Both of Smith's non-"Askewniverse" films have been notorious flops. "Jersey Girl" was a sentimental family drama nobody wanted to see - neither Smith's usual audience nor the older demographic that similar films are usually aimed at. He came closer with "Zack and Miri Make a Porno," which was sold as a Judd Apatow-style raunchy rom-com, but it wore its geek-cred on its sleeve and came off as more than a little skeevy. Ironically Apatow owes a lot to Smith for pushing the envelope on adult content - but Apatow never went nearly as far.
After striking out twice with rom-coms, a buddy-cop comedy makes sense as something new to try that would still be in Smith's comfort zone. As much as his fans would love it, no one's going to let him near a superhero film, which are largely based on visual strengths that Smith has never demonstrated any affinity for as a director. I'm not saying it's impossible, but there's a big gap that needs to be bridged. "Cop Out" actually might be a step in the right direction, since we can probably expect some action sequences to fill in the pauses between the banter. But with so little of the director's usual flourishes coming through in the marketing, I'm getting worried that he might have reined himself in too much. On the other hand, if I was the studio, both leads have a better track record than Kevin Smith, so I'd downplay his involvement too.
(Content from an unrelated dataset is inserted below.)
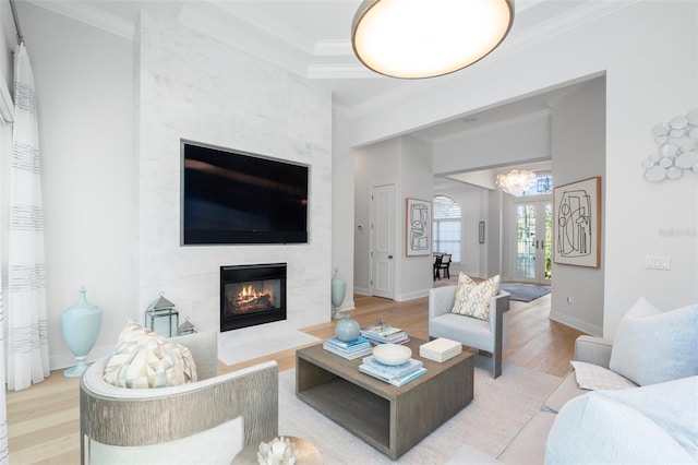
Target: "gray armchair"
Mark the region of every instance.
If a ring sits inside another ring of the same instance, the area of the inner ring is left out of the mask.
[[[173,338],[189,347],[198,381],[160,389],[108,384],[108,357],[80,386],[83,464],[230,464],[245,445],[278,433],[278,366],[217,374],[217,333]]]
[[[502,347],[506,343],[509,294],[500,290],[490,302],[490,321],[450,312],[456,286],[429,290],[429,337],[446,337],[492,354],[492,377],[502,374]]]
I have to hope for the best, since I like Kevin Smith. He made at least one really great film and inspired several others. There have been indie directors like Sam Raimi and Christoper Nolan who made the jump to the mainstream successfully without losing themselves artistically. Since Kevin Smith can work a small budget and has a loyal fanbase, he certainly won't run out of chances anytime soon.